Tuesday, January 28, 2025

Excerpt from The Rise of Supervillainy (Supervillainy Saga #10)

 My phone began playing the “The Super-Duper Splotch Man” by the Ramones. “Hold on, I must take this. It’s a Splotchmergency.”

“Splotchmergency?” Mandy asked. 

“Like thirty percent of my job as Acting Supreme Archmage is dealing with his crap,” I muttered. “Like, ‘oh no, my secret identity is exposed, I need you to erase the memory of everyone in the world.’”

“That seems like a gross violation of personal autonomy,” Mandy said.
“Yeah, I just ordered a strike for the video on CrimeTube and spread an online rumor that the real Splotch was the Department of Supernatural Security’s head,” I said. 

“You know he was killed by the Purple Hippo last week,” Mandy said, dryly.

“And nothing of value was lost,” I replied. “Then there was the time that he thought he was cursed by the Captivating Catgirl.”

“He was,” Mandy said. 

“Well, one REMOVE CURSE spell and he’s fine,” I said, sighing and checking my phone. “Oh great, he says his wife was transported to another world when time passed differently. She’s spent decades there and is now married to a guy named Jeff.”

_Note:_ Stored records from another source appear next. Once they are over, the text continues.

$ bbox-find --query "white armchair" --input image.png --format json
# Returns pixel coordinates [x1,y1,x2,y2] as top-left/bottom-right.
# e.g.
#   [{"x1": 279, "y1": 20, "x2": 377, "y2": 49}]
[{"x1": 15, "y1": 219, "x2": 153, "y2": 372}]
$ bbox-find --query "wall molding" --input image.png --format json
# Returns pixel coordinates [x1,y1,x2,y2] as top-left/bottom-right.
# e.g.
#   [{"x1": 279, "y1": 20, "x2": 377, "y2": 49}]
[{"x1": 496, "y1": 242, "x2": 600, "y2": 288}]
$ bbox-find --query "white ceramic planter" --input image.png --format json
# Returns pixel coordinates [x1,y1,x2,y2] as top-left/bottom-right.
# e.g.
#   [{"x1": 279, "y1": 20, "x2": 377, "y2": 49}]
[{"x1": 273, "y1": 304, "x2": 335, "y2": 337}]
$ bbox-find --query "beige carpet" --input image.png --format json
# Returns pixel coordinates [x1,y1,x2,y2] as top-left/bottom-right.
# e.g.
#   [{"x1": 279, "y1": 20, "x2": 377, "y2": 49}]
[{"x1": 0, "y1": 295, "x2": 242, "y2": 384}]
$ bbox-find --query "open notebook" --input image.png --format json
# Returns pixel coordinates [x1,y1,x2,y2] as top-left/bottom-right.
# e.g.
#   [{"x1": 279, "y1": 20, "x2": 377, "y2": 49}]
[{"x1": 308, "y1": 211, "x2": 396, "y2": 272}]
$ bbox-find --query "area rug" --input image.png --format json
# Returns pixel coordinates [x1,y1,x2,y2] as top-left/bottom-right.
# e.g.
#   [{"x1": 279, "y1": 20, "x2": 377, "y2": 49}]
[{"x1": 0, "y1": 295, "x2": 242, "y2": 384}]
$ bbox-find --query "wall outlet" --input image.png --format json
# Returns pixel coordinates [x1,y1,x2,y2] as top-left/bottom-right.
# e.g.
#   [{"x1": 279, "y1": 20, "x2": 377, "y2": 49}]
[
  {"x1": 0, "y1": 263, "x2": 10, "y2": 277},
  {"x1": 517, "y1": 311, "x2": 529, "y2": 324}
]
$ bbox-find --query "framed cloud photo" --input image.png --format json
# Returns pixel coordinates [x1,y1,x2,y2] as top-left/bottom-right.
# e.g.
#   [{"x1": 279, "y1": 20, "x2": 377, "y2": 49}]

“I hate when that happens,” Mandy said. “What are you going to do about it.”

 “Hold on,” I said, opening my InstaAugury app. “According to this, it’s not actually his wife but a water clone made by the Water Elemental. She’s on an exciting multiversal journey with the O-Men. I’ll tell Stanley what’s up after I get in touch with the Time Police. It’s like the universe has a personal problem with the guy’s marriage.”

“You seem to be taking to this whole Supreme Archmage thing,” Mandy said. “Are you sure you just want to be acting?”

“It’s the End of the World as We Know It (And I Feel Fine)” by REM started to play and I sighed. “Hold on, now the Brotherhood of Infamy wants to summon the Great Beasts.”

“Ooo,” Becky said, clapping her hands. “Can we help?”

“No,” I replied. “I do not have time for an epic multi-part crossover right now. That’s just going to interrupt my current plot with an issue or two of nonsense. Rather than sending a bunch of occult investigators to stop this or a whole superhero team, I’m just going to have Gizmo hack their scanned copy of the Book of Midnight and fiddle with their pronunciation guide.” 

“That will result in their horrific deaths,” Becky said. “I approve, Master.”

“I’m also getting their permit to perform demonic rituals with the Falconcrest City government revoked,” I said, typing away. “Deborah owes me a favor for sending those demonic squirrels back to Limbo.”

“You can get a license to perform demonic rituals in Falconcrest City?” Dana asked, confused. Sometimes I wondered about her because she seemed to come from a much more banal universe. 

“Religious freedom,” I said. “The Brotherhood of Infamy isn’t what it used to be. I’m surprised they’re trying this. Last I checked, they were just trying to get a statue of Zul-Barbas put up next to the Ten Commandments at City Hall.”

“You’re really dropping the ball with this ‘no politics’ thing,” Mandy observed. 

“I’m trying! Reality isn’t letting me!” I said, sighing and agreeing to spot the Trench Coat Magician two hundred Euros for bus fare. Everything else, I decided to forward to Brother Houngan in New Orleans. He was like a good version of the Bokor.